Depok, Warganet – Siapa sangka budidaya jangkrik yang terlihat sederhana ternyata memiliki pasar yang cukup luas. Di Kelurahan Curug, Kecamatan Bojongsari, Kota Depok, budidaya jangkrik dikembangkan sebagai salah satu potensi usaha Koperasi Kelurahan Merah Putih Curug.
Melansir Berita Resmi Pemerintah Kota Depok, Sabtu (8/8/2026), budidaya tersebut dikembangkan di lahan seluas sekitar 200 meter persegi.
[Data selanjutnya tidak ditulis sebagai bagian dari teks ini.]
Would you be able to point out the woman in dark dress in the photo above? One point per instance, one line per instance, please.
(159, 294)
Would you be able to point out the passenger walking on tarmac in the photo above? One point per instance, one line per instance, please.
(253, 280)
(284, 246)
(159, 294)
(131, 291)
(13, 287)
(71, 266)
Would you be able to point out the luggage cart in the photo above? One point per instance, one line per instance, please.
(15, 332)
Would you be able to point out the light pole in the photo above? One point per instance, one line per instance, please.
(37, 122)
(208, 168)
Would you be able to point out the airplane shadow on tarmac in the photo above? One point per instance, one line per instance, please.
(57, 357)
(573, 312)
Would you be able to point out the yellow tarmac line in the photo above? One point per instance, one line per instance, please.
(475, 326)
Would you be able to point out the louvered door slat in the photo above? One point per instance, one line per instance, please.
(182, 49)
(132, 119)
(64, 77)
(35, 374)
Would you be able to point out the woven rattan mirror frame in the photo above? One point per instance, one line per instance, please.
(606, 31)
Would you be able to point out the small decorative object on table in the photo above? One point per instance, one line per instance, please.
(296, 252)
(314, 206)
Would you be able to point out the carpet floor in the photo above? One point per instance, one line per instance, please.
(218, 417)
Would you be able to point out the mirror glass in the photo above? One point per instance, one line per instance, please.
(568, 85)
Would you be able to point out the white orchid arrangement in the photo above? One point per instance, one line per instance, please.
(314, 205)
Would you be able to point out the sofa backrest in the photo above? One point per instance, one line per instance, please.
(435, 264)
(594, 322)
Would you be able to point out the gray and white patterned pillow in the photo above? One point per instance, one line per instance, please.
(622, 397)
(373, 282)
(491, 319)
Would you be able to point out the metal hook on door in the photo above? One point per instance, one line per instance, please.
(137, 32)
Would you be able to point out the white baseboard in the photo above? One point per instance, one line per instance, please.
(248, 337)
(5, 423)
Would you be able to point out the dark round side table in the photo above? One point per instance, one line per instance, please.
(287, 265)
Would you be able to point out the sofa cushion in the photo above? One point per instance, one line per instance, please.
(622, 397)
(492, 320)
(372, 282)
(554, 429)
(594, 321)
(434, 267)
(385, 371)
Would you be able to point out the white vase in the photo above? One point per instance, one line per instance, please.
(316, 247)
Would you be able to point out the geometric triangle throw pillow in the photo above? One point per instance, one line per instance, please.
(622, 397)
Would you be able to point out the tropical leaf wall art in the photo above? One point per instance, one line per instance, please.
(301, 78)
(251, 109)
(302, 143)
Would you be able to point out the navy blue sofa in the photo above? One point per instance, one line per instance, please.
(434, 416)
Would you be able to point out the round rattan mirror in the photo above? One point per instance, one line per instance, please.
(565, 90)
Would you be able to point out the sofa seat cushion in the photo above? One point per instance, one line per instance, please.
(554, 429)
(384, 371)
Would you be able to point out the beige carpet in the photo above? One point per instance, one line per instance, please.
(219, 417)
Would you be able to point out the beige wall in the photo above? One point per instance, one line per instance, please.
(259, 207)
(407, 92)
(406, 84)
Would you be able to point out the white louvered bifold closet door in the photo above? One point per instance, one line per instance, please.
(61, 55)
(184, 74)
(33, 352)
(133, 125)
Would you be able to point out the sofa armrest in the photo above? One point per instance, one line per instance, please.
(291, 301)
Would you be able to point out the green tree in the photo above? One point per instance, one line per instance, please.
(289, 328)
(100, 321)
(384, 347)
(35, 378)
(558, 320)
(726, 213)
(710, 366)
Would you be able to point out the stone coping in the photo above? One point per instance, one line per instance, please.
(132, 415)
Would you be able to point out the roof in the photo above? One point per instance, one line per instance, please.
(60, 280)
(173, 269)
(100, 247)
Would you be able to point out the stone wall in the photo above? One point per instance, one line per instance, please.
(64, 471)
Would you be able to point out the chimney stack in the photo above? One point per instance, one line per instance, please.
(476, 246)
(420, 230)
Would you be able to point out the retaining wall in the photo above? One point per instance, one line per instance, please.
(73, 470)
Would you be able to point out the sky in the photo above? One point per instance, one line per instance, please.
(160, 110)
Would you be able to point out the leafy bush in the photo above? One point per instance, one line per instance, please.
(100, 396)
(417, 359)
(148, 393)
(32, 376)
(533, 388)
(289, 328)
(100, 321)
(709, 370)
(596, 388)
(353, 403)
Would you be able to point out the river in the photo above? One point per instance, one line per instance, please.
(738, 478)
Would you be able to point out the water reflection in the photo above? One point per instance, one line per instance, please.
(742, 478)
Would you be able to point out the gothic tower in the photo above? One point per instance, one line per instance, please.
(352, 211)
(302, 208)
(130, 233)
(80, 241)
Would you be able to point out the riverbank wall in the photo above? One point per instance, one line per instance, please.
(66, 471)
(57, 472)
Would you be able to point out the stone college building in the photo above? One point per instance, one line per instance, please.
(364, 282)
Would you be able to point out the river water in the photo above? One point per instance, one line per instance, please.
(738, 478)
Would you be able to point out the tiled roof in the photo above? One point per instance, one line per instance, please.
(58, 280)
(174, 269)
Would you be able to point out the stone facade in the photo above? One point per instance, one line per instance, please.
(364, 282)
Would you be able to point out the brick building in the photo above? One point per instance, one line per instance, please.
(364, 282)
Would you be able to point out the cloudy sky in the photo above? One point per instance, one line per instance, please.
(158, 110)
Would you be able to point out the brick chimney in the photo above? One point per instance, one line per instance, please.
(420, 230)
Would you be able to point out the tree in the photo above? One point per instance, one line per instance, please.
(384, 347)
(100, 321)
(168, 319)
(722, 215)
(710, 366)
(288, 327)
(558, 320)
Ribuan jangkrik dirawat untuk memenuhi kebutuhan pakan burung, ikan hingga reptil peliharaan.
Aktivitas budidaya terlihat berlangsung di kandang jangkrik di wilayah Curug pada Jumat (31/7/2026) sore. Para pekerja memberikan pakan berupa gedebong pisang dan menyemprotkan air ke dalam kandang untuk menjaga kondisi jangkrik.
Meski berukuran kecil, jangkrik ternyata mampu menghasilkan nilai ekonomi yang cukup menjanjikan.
Dalam satu siklus budidaya yang berlangsung sekitar satu bulan, produksi jangkrik dari kandang tersebut dapat mencapai 80 kilogram.
Hasil panen kemudian dipasarkan ke sejumlah kios burung yang tersebar di wilayah Jakarta, Bogor, Depok, Tangerang dan Bekasi (Jabodetabek).
Jangkauan pasar tersebut menunjukkan bahwa budidaya jangkrik tidak hanya menjadi aktivitas usaha skala lokal. Produk yang dihasilkan dari Kelurahan Curug mampu memenuhi kebutuhan konsumen di sejumlah wilayah penyangga Jakarta.
Budidaya jangkrik tersebut menjadi salah satu potensi usaha yang dikembangkan Koperasi Kelurahan Merah Putih Curug untuk mendorong aktivitas ekonomi masyarakat.
Pasarnya juga cukup beragam. Jangkrik hasil budidaya dimanfaatkan sebagai pakan berbagai jenis burung, ikan maupun reptil peliharaan.
Dengan siklus produksi yang relatif singkat, budidaya jangkrik menjadi salah satu alternatif usaha yang dapat dikembangkan masyarakat. Perawatan kandang, pemberian pakan dan menjaga kondisi lingkungan menjadi bagian penting untuk memastikan jangkrik dapat tumbuh hingga masa panen.
Pengembangan usaha tersebut sekaligus menunjukkan bahwa potensi ekonomi tidak selalu harus berasal dari usaha berskala besar. Komoditas sederhana seperti jangkrik pun dapat memiliki nilai jual ketika dikelola dengan baik dan memiliki akses pasar.
Koperasi Kelurahan Merah Putih Curug menjadikan budidaya tersebut sebagai salah satu upaya untuk memanfaatkan potensi ekonomi lokal sekaligus membuka peluang usaha bagi masyarakat.
Dengan hasil produksi mencapai 80 kilogram dalam satu siklus dan pemasaran hingga wilayah Jabodetabek, budidaya jangkrik di Curug menjadi contoh bagaimana usaha sederhana dapat berkembang ketika mampu menemukan pasar yang tepat.